A support vector machine (SVM) classifier was used to classify each potential margin sentence. SVMs have been used in the clinical domain for several NLP-related tasks including document classification 32 and complex concept identification in radiology reports. 22 To train the classifier, automatically extracted margin sentences were taken from a separate random sample of 782 pathology reports from the combined BWH/ UCLA collection. A total of 851 extracted sentences in the training set were manually categorized by the author (LWD) into one of the three categories: positive, negative, and not applicable. Extracted sentences were stripped of punctuation, converted to lower case, and their tokens and assigned class were passed to an implementation of an SVM classifier that used a polynomial kernel function and sequential minimal optimization (SMO) for training. 33 The resulting model was used to classify the margin status of sentences extracted from the 676 reports used in this study. For reports containing more than one classified margin sentence, an assignment of positive margin status was given if one of the sentences was classified as positive. In the case that no positive margin sentences were identified, the report was classified as negative if one of its sentences was classified as negative. Reports for which no potential margin sentence was found were classified as having no margin status and logged by COAT for review. illustrates the process used to extract and classify surgical margin status.

Figure 3.

Figure 3

Extraction and classification of surgical margin status.

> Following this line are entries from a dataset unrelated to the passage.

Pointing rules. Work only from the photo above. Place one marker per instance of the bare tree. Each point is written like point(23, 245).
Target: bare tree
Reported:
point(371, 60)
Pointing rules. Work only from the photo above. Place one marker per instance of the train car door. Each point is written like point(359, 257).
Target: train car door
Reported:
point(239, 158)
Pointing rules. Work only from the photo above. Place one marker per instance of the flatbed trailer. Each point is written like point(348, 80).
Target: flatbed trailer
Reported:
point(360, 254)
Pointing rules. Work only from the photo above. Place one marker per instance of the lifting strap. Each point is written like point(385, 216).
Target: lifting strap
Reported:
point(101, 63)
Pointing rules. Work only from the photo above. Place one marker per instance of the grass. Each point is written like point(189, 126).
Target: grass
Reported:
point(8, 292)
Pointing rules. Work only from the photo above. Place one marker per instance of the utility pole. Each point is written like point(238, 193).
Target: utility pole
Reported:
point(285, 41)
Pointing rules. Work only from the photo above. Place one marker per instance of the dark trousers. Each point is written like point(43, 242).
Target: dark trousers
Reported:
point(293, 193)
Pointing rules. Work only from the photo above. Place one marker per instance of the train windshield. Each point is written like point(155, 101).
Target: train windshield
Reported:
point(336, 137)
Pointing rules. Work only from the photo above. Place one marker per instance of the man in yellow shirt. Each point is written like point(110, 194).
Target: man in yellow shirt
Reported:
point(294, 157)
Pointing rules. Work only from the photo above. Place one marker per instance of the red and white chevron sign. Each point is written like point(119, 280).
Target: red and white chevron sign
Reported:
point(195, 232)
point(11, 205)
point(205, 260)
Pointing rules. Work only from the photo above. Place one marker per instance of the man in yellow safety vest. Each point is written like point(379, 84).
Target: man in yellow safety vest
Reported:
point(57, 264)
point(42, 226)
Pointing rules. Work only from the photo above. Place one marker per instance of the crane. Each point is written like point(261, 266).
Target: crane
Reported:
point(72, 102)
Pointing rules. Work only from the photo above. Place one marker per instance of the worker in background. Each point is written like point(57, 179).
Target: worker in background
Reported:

Evaluations of system performance were conducted for the combined results as well as for each institution. A detailed analysis of failures was performed to identify areas of improvement as well as to measure the effects of poor data caused by incorrectly assigned administrative codes, missing values, and typographical errors. The COAT pipeline was run on a personal computer running Windows XP with a Pentium 4 3.06-GHz processor and 512 MB of RAM.

Results

The total number of quality measures targeted in this study was 2,028 (676 reports times three targeted measures per pathology report). Of these targets, 2,001 were accurately mapped to the gold standard for an overall accuracy of 98.7%. As shown in , the accuracies for the extraction of Gleason score, TNM stage, and surgical margin status from the pathology reports of patients identified as having undergone prostatectomies as treatment for prostate cancer were 99.7%, 99.1%, and 97.2%, respectively.

Table 6.

Table 6 Overall System Accuracy

Gleason score 99.7% 674/676
TNM stage 99.1% 670/676
Margin status 97.2% 657/676
Overall accuracy 98.7% 2,001/2,028

System errors, or errors in which a quality measure existed in a report but was not accurately captured, were responsible for 74% (20 of 27) of all errors. The remaining 26% of errors were caused by poor data quality, including inaccurate administrative code assignment, typographical errors, and partial values. The distribution of system versus data quality failures is shown in . There were 12 (1.8%) documents in the sample that should not have been assigned either CPT 55845 or ICD-9 code 185. However, only one of the false-positive extractions was caused by an inappropriately labeled report. Details of the system's performance along with analyses of system failures are provided in the following sections.

Table 7.

Table 7 Reasons for Failures

Types of Errors Distribution of Error Types Percentage of Total Error
System errors 20/27 74%
Typos or inconsistencies 6/27 22%
Incorrect billing code 1/27 3.7%

Gleason Score Extraction

In comparing the automatically extracted Gleason score results to the gold standard, the created pipeline accurately mapped 99.7% (674 of 676) of the values. The two inaccurately mapped measures were both the result of poor data quality. The first was due to a single text document from BWH containing two different pathology reports. The second inaccurate mapping was caused by the inclusion of two different Gleason scores in one UCLA pathology report. The 12 mislabeled reports in the gold standard did not adversely affect the automated extraction of Gleason score. The total time for extraction of Gleason scores from the 676 reports was 37 seconds.

Tumor Stage Extraction

Tumor stage was correctly mapped in 99.1% (670 of 676) reports in the sample. Of the six inaccurately mapped stage results, four were failures of the system to capture measures that existed in a report. Of these system errors, one was caused by an addendum added to the report that listed two different tumor stage results. The other three were caused by the inclusion of commas in the reported tumor stage, a pattern not accounted for in the regular expression used (e.g., “T2, No, Mx”). All four system errors occurred on UCLA reports. The two remaining errors were data quality errors. One was caused by an incorrectly formatted tumor stage in a BWH report (2Tc, rather than T2c). The other was a false positive caused by an incorrect administrative classification of the document in the UCLA collection. Although the document did feature a similarly formatted tumor stage result that was captured by the system, the pathology report was for a patient treated for bladder cancer, not prostate cancer. The total time for extraction of tumor stage was 44 seconds.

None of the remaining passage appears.